Cherry-picked the above commit on deployment-puppetmaster and ran puppet on deployment-restbase0[12], VE-Citoid integration appears to work again (though as mentioned above any functionality relying on Zotero may still be broken)

krenair@deployment-docker-cxserver01:~$ sudo /usr/bin/docker run -p 8080:8080 -v /etc/mediawiki-services-cxserver/:/etc/mediawiki-services-cxserver --name alex-test docker-registry.wikimedia.org/wikimedia/mediawiki-services-cxserver:2019-05-08-064536-production -c /etc/mediawiki-services-cxserver/config.yaml
Error during DHT setup undefined
krenair@deployment-docker-cxserver01:~$

Anyone know what that means?

Change 510290 merged by Giuseppe Lavagetto:
[operations/puppet@production] deployment-prep: Use new Citoid service running inside Docker

https://gerrit.wikimedia.org/r/510290

krenair@deployment-docker-cxserver01:~$ sudo /usr/bin/docker run -p 8080:8080 -v /etc/mediawiki-services-cxserver/:/etc/mediawiki-services-cxserver --name alex-test docker-registry.wikimedia.org/wikimedia/mediawiki-services-cxserver:2019-05-08-064536-production -c /etc/mediawiki-services-cxserver/config.yaml
Error during DHT setup undefined
krenair@deployment-docker-cxserver01:~$

Anyone know what that means?

That's the rate limiter. It's failing to initialize it.

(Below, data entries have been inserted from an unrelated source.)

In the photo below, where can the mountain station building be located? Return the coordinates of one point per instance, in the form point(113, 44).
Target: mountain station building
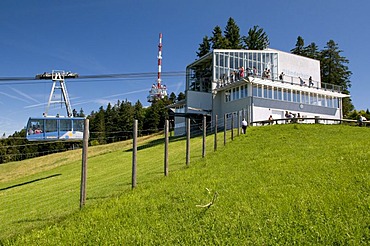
point(256, 84)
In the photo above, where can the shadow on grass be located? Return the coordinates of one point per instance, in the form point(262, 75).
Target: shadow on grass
point(30, 182)
point(157, 142)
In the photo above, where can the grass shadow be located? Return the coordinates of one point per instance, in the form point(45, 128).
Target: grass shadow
point(30, 182)
point(157, 142)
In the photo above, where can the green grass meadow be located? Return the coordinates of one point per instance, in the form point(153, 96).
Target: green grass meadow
point(294, 184)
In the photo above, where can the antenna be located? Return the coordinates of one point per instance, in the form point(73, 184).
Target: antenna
point(159, 61)
point(158, 91)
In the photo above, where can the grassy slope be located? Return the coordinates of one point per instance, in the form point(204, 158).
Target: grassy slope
point(285, 184)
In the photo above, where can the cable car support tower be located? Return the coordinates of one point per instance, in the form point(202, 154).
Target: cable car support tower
point(58, 78)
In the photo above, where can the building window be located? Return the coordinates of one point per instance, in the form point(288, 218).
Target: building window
point(227, 96)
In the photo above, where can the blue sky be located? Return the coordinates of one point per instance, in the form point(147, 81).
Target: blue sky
point(120, 37)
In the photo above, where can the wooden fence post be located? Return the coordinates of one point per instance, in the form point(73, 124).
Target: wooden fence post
point(225, 126)
point(85, 145)
point(204, 136)
point(215, 143)
point(134, 155)
point(187, 141)
point(232, 126)
point(166, 148)
point(238, 122)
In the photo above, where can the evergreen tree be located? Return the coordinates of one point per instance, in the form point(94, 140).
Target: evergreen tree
point(257, 39)
point(218, 41)
point(204, 47)
point(299, 47)
point(335, 71)
point(312, 51)
point(232, 35)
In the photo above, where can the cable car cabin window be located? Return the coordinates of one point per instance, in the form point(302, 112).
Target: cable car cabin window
point(65, 125)
point(78, 125)
point(51, 125)
point(35, 126)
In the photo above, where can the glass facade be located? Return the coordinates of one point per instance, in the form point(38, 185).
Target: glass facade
point(281, 94)
point(222, 67)
point(227, 66)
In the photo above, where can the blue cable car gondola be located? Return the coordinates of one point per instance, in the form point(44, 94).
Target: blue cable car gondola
point(55, 128)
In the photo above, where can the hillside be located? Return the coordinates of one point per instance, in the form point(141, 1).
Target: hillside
point(281, 184)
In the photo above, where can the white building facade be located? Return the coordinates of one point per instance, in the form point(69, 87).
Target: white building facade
point(256, 84)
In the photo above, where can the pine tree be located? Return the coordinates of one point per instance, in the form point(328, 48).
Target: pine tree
point(218, 41)
point(257, 39)
point(232, 35)
point(204, 47)
point(312, 51)
point(299, 47)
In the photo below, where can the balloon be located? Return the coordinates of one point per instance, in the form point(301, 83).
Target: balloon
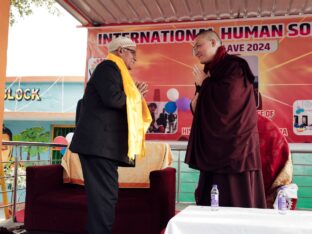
point(172, 94)
point(183, 104)
point(60, 140)
point(170, 107)
point(63, 150)
point(69, 137)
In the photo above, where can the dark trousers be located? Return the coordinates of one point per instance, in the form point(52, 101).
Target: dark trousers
point(101, 183)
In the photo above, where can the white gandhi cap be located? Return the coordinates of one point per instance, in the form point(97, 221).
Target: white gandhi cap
point(120, 42)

The config in the repo[1] has some defaults, probably something missing in the config.yaml above?

[1] https://gerrit.wikimedia.org/r/plugins/gitiles/mediawiki/services/cxserver/+/refs/heads/master/config.prod.yaml#25

I fiddled around with that and now the container exits after 15s without printing or logging anything :|

Change 510586 had a related patch set uploaded (by Alex Monk; owner: Alex Monk):
[operations/mediawiki-config@master] deployment-prep: Use new cxserver running in Docker

https://gerrit.wikimedia.org/r/510586

Thank you to whoever has been following my progress and updating the *-beta.wmflabs.org proxies. I haven't yet figured out what the purpose of exposing the mathoid and citoid APIs is, mind shedding some light on that?

Change 510588 had a related patch set uploaded (by Alex Monk; owner: Alex Monk):
[operations/puppet@production] deployment-prep: Change restbase to talk to new working cxserver Docker container

https://gerrit.wikimedia.org/r/510588

cxserver runs but does not seem to know about the basics:

krenair@deployment-docker-cxserver01:~$ curl localhost:8080/v2/page/en/es/Main_Page
Page en:Main_Page could not be found. HTTPError: 404: https://mediawiki.org/wiki/HyperSwitch/errors/not_found#route

Niklas found the solution to that one: set mw_host: en.wikipedia.beta.wmflabs.org in conf - otherwise it defaults to en.wikipedia.org which will cause RB to generate 404s

Change 510588 merged by Andrew Bogott:
[operations/puppet@production] deployment-prep: Change restbase to talk to new cxserver Docker container

https://gerrit.wikimedia.org/r/510588

Change 510586 merged by jenkins-bot:
[operations/mediawiki-config@master] deployment-prep: Use new cxserver running in Docker

https://gerrit.wikimedia.org/r/510586

If we're content to stick with simple Docker instances long-term due to beta's relatively small scale, then I suggest we close this and have individual tasks for services needing to be migrated in future?

akosiaris claimed this task.

Agreed with @Krenair, closing for now.